Devil's Revenge. Spontaneous Combustion. Hot sauces have names like that for a reason. Now scientists are testing if the stuff that makes the sauces so savage can tame the pain of surgery.

Doctors are dripping the chemical that gives chili peppers their fire directly into open wounds during knee replacement and a few other highly painful operations.

Don't try this at home: These experiments use an ultra-purified version of capsaicin to avoid infection -- and the volunteers are under anesthesia so they don't scream at the initial burn.

How could something searing possibly soothe? Bite a hot pepper, and after the burn your tongue goes numb. The hope is that bathing surgically exposed nerves in a high enough dose will numb them for weeks, so that patients suffer less pain and require fewer narcotic painkillers as they heal.

''We wanted to exploit this numbness,'' is how Dr. Eske Aasvang, a pain specialist in Denmark who is testing the substance, puts it.

Chili peppers have been part of folk remedy for centuries, and heat-inducing capsaicin creams are a drugstore staple for aching muscles. But today the spice is hot because of research showing capsaicin targets key pain-sensing cells in a unique way.

California-based Anesiva Inc.'s operating-room experiments aren't the only attempt to harness that burn for more focused pain relief. Harvard University researchers are mixing capsaicin with another anesthetic in hopes of developing epidurals that wouldn't confine women to bed during childbirth, or dental injections that don't numb the whole mouth.

And at the National Institutes of Health, scientists hope early next year to begin testing in advanced cancer patients a capsaicin cousin that is 1,000 times more potent, to see if it can zap their intractable pain.
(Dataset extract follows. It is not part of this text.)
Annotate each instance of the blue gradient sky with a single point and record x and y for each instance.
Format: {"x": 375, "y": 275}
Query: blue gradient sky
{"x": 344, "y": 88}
Nerve cells that sense a type of long-term throbbing pain bear a receptor, or gate, called TRPV1. Capsaicin binds to that receptor and opens it to enter only those pain fibers -- and not other nerves responsible for other kinds of pain or other functions such as movement.

These so-called C neurons also sense heat; thus capsaicin's burn. But when TRPV1 opens, it lets extra calcium inside the cells until the nerves become overloaded and shut down. That's the numbness.

...

I am not too sure about hot sauce as a tooth ache remedy, but here in the southwest, it has long been effective for opening up the sinuses. Nachos with jalepenos on top and you can breathe again.